II DOMINGO DE CUARESMA

La Oración muestra la luz en todo lo creado.

El segundo domingo de cuaresma la Iglesia lo dedica a la Transfiguración de Jesús. La semana pasada se nos invitaba a seguir a Jesús en el desierto, para afrontar y superar con él las tentaciones y hoy nos propone subir con Jesús a una colina para orar, para contemplar en su rostro humano la luz gloriosa de Dios. Pudiéramos decir que los puntos fundamentales del evangelio de hoy son que Jesús sube con Pedro, Santiago y Juan a un monte alto, y allí “se transfiguró delante de ellos” (Mc 9, 2), su rostro y sus vestidos irradiaron una luz brillante, mientras que junto a él aparecieron Moisés y Elías; y que una nube envolvió la cumbre del monte y de ella salió una voz que decía: “Este es mi Hijo amado, escuchadlo” (Mc 9, 7). Por lo tanto, la luz y la voz: la luz divina que resplandece en el rostro de Jesús, y la voz del Padre celestial que da testimonio de él y manda escucharlo.

Jesús quiere que la luz ilumine los corazones cuando se pase por la densa oscuridad que se encuentran en las vicisitudes de la vida. Dios es luz, y Jesús quiere dar a sus amigos más íntimos la experiencia de esta luz, que habita en él. Así, después de este episodio, él será en ellos una luz interior, capaz de protegerlos de los asaltos de las tinieblas. Incluso en la noche más oscura, Jesús es la luz que nunca se apaga, porque lo que “para los ojos del cuerpo es el sol que vemos, Cristo lo es para los ojos del corazón”.

Todos necesitamos luz interior para superar las dificultades de la vida. Esta luz viene de Dios, y nos la da Cristo. Subamos con Jesús al monte de la oración y, contemplando su rostro lleno de amor y de verdad, dejémonos colmar interiormente de su luz.

¿Cómo obtener esta luz?

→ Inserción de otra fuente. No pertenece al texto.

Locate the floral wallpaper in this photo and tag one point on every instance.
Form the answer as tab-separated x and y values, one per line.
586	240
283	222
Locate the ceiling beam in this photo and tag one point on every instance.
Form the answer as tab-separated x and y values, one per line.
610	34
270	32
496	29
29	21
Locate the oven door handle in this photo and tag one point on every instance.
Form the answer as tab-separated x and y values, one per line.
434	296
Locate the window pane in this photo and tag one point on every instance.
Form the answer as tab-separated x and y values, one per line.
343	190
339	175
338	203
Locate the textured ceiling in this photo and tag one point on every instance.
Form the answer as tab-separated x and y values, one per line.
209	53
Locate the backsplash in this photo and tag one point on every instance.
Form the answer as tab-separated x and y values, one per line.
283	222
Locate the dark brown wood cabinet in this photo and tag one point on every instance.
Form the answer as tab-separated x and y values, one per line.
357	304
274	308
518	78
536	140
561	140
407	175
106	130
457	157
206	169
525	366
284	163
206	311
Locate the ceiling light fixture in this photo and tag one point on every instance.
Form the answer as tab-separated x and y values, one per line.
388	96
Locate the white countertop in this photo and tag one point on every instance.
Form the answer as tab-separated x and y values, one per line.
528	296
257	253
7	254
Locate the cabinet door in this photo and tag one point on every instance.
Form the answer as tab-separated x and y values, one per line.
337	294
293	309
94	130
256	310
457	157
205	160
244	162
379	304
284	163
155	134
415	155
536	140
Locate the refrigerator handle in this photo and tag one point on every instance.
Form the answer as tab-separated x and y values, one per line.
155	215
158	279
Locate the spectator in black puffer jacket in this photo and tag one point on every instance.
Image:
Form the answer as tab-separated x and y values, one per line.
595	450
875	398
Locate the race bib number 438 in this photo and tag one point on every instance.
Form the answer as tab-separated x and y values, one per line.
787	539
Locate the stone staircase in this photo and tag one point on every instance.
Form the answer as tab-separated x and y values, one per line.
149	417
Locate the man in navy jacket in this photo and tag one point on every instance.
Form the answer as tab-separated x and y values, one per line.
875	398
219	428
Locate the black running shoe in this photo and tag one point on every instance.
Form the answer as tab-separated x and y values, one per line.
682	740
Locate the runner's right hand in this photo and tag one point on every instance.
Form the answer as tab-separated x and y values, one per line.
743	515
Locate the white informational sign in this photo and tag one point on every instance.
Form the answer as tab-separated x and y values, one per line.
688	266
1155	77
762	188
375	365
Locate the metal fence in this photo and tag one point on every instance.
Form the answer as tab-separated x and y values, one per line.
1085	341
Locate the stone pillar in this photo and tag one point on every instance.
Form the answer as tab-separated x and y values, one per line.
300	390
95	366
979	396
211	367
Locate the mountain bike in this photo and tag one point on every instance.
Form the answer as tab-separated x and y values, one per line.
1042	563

El Evangelio nos dice que esa luz se consigue en el encuentro diario con el Señor y la recepción frecuente de los sacramentos que permiten abrir nuestra mente y nuestro corazón a su presencia, a sus palabras, a su acción.

La unión con Dios no aleja del mundo, pero nos da la fuerza para permanecer realmente en el mundo, para hacer lo que se debe hacer en el mundo. Así pues, también en nuestra vida de oración tal vez podemos tener momentos de particular intensidad, en los que sentimos más viva la presencia del Señor, pero es importante la constancia, la fidelidad en la relación con Dios, sobre todo en las situaciones de aridez, de dificultad, de sufrimiento, de aparente ausencia de Dios. Sólo si somos aferrados por el amor de Cristo, seremos capaces de afrontar cualquier adversidad.

Esto es lo que significa subir al “monte”, como lo hizo Jesús con Pedro, Santiago y Juan: el monte como lugar de la subida, no sólo externa, sino sobre todo interior; el monte como liberación del peso de la vida cotidiana, como un respirar en el aire puro de la creación; el monte que permite contemplar la inmensidad de la creación y su belleza; el monte que me da altura interior y me hace intuir al Creador. Jesús no sólo subió a un “monte” para transfigurar su gloria, también lo hizo para presentar su profunda angustia en el “monte de los olivos”, lo que muestra que en momentos de angustias también se acude a la oración para contemplar y buscar “la inmensidad de la creación y su belleza”, la cual se nos invita a encontrarla en todo lo creado.